With the NPU-optimized Phi Silica version, Phi models have become an essential component of Copilot+ PCs as Windows attempts to develop a new kind of PC. With its lightning-fast time to first token answers and power-efficient token throughput, this very effective and OS-managed version of Phi is made to be preloaded in memory and may be used in tandem with other PC programs.
It can be easily integrated into applications as developer APIs and is already utilized in a number of productivity programs, such as Outlook, which provides its Copilot summary features offline. It is also utilized in core experiences like Click to Do, which offers helpful text intelligence tools for any content on your screen. These compact yet powerful models have previously undergone integration and optimization to be utilized in a variety of applications within the scope of PC ecosystem. The Phi-4-mini-reasoning and Phi-4-reasoning models will soon be able to operate on Copilot+ PC NPUs and take use of the low-bit optimizations for Phi Silica.
Safety and Microsoft’s approach to responsible AI
Responsible AI is a core tenet of Microsoft that directs the creation and application of AI systems, such as Phi models. The values of Microsoft AI accountability, transparency, justice, safety and dependability, privacy and security, and inclusivity are followed in the development of Phi models.
Using a mix of Direct Preference Optimisation (DPO), Reinforcement Learning from Human Feedback (RLHF), and Supervised Fine-Tuning (SFT) approaches, the Phi family of models has implemented a strong safety post-training strategy.

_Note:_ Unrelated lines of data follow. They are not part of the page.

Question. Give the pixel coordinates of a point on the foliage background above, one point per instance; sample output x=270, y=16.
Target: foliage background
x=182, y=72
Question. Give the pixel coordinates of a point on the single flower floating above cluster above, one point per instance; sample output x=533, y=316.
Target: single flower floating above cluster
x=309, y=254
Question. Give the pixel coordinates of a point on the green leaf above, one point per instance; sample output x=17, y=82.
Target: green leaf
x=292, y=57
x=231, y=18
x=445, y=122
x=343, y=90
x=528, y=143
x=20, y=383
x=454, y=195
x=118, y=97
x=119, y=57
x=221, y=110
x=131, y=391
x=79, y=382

These techniques make use of a variety of datasets, such as openly accessible datasets centred on helpfulness and harmlessness, as well as a range of safety-related queries and responses.
It is crucial to recognize that any AI models may have limits, even if the Phi family of models is made to efficiently complete a variety of tasks. The model cards below offer comprehensive details on responsible AI practices and standards to help you better appreciate these limits and the steps being taken to solve them.